For I know the plans I have for you,” declares the LORD, “plans to prosper you and not to harm you, plans to give you hope and a future.

Family and friends pulled together to storm the heavens with prayers. “Lord, if it is Your will, please heal our baby.” But my prayers became desperate. “Lord, I beg of You… I am begging you on my knees, please heal our baby. Please spare Pio. Please.. not my boy…”
It was mental and emotional torture. It was both draining and paralyzing. As parents, we did not want to see you fighting for your life. We felt a mixture of depression, helplessness, and weakness. But you needed us to be brave.

A Silver Lining

Your strength amazed us. Even after three grueling hours, the doctors told us you were a bundle of energy. However, you had to stay in the hospital for more monitoring, more tests, and more antibiotics. Once again, you showed your mighty strength as we waited for the day you would be fed with milk. You recovered well.
Pio, you brought many people together. Our team of doctors and nurses became our friends. We reached out to parents whose children underwent the same situation.
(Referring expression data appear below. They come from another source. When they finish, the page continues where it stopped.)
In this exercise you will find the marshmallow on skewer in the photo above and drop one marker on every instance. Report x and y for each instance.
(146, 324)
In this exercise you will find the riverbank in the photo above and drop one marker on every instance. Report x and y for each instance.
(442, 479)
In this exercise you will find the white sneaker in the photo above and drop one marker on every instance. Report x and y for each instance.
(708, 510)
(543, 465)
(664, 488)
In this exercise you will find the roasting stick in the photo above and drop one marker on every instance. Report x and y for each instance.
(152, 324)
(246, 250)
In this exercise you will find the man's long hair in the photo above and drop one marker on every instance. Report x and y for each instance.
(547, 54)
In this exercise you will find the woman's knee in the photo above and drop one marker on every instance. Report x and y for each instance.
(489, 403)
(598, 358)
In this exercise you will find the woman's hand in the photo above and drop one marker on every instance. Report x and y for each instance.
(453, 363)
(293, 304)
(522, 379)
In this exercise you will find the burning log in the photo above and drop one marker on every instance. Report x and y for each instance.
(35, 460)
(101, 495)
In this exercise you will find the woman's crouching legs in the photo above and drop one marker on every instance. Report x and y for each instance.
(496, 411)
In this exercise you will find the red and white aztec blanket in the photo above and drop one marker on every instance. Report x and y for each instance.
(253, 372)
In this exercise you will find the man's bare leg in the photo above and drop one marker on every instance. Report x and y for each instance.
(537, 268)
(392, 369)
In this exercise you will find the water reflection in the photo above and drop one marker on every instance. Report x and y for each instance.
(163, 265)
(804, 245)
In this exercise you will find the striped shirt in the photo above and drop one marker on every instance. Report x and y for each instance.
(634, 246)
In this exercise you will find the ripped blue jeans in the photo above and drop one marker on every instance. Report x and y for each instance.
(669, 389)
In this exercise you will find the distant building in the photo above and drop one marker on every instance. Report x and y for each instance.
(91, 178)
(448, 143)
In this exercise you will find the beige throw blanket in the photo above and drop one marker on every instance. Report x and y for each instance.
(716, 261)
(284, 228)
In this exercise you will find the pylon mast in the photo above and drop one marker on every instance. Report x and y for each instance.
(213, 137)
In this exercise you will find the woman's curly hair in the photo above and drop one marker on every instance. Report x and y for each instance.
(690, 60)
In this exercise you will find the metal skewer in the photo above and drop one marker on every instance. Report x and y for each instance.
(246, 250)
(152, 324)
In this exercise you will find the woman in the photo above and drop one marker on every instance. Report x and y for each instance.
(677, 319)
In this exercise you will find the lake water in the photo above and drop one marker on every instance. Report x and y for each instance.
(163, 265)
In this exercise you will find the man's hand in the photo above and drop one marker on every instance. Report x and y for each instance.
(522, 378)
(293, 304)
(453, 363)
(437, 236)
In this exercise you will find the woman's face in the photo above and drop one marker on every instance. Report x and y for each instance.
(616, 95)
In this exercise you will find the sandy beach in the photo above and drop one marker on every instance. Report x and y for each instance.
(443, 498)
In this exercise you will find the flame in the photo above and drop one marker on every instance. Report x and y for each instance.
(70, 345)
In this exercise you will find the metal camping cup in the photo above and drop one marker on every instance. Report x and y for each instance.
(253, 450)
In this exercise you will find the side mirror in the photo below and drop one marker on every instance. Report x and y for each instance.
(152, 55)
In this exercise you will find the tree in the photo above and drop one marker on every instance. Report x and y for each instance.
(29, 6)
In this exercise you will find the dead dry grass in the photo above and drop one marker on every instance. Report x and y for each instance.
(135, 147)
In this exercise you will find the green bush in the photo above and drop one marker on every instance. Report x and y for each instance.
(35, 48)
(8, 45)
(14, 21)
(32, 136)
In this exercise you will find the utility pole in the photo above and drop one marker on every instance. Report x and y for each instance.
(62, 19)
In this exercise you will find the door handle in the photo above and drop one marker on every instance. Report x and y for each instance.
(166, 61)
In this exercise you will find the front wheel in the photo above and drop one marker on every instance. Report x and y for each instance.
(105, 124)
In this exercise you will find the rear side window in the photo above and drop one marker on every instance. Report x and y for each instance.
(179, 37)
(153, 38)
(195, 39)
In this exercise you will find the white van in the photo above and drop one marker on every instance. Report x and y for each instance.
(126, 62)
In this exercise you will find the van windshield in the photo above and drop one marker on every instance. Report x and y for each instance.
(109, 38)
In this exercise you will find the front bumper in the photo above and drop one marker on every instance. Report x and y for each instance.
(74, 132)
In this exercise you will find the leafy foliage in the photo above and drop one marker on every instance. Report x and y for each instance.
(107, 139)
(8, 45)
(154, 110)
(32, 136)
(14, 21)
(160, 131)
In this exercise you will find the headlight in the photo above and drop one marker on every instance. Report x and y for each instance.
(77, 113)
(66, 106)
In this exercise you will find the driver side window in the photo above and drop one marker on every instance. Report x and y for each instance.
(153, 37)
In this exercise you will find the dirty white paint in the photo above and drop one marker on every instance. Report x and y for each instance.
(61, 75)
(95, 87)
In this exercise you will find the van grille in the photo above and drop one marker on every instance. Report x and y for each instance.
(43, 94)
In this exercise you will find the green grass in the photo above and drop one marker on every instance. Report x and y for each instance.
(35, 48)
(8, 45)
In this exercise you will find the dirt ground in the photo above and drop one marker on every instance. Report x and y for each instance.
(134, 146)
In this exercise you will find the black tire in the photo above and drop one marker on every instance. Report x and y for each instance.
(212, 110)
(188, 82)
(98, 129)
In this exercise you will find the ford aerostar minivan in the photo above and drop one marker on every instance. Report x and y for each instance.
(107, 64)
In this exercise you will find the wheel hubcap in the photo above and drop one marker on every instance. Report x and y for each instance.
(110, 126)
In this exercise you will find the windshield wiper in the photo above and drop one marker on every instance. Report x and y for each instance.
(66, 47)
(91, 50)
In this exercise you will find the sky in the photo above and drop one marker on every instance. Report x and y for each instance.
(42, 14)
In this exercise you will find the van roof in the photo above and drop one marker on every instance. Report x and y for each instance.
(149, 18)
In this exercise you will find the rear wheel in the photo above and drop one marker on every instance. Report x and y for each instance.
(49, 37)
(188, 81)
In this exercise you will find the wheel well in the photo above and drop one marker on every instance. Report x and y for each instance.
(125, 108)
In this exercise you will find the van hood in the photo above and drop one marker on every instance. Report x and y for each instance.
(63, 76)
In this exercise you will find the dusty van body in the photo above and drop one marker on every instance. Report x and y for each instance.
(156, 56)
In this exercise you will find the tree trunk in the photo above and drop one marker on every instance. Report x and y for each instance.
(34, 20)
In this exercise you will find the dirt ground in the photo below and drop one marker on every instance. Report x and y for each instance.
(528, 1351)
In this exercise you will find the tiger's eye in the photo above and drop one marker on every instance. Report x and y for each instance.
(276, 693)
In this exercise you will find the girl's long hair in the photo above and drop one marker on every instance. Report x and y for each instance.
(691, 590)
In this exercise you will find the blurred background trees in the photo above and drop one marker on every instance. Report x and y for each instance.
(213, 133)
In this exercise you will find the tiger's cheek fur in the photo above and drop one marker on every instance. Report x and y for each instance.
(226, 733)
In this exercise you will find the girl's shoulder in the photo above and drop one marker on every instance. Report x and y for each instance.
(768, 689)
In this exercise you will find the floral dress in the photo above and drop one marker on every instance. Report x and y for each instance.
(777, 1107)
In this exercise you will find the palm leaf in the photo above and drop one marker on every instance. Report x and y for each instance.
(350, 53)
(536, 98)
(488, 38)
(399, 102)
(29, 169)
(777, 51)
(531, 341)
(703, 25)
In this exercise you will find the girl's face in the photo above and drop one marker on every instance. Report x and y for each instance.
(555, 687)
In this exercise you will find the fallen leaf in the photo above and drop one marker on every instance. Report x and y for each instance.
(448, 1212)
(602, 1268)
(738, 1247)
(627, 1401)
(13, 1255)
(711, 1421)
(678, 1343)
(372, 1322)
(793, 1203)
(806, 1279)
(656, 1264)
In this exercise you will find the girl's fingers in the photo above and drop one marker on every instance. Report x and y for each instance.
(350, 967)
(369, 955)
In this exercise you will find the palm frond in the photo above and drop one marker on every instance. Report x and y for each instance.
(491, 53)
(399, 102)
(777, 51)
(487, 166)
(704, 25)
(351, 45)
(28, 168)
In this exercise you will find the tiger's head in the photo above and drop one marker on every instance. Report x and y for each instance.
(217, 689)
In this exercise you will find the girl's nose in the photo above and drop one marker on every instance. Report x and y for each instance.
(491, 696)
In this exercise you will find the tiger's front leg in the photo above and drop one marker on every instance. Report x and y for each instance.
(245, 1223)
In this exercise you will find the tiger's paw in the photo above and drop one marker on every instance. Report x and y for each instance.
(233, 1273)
The NICU world where babies like you achingly fight for their place in this world was an awakening. We learned about different complications of preterm birth. It opened our eyes to so many who need help, the support of family – their understanding, love, and care. We thank God we had all of that!
Thank You!
We are filled with gratitude to our second family, our family doctors, who made sure we understood what was going on. Likewise, our friends, who were praying for us and offered words of encouragement.
Most of all, I am grateful to your father, who remained steadfast and calm, though, it was painful for him as it was for me. It took a whole new level of strength for him to swallow the tears when I knew all he wanted to do was to break down, cry, and let it all out.

I have come to realize that this event has made our family stronger, united, and more prayerful. God is and will always be in control.

This journey might still be a long way, but we know God is with us. While you did not have a happy birth, your miracle life story is a most beautiful event that I would retell over and over.

Thank you, Lord, for making us witness Your miracle here on earth. Pio, I am more than blessed to be your mother!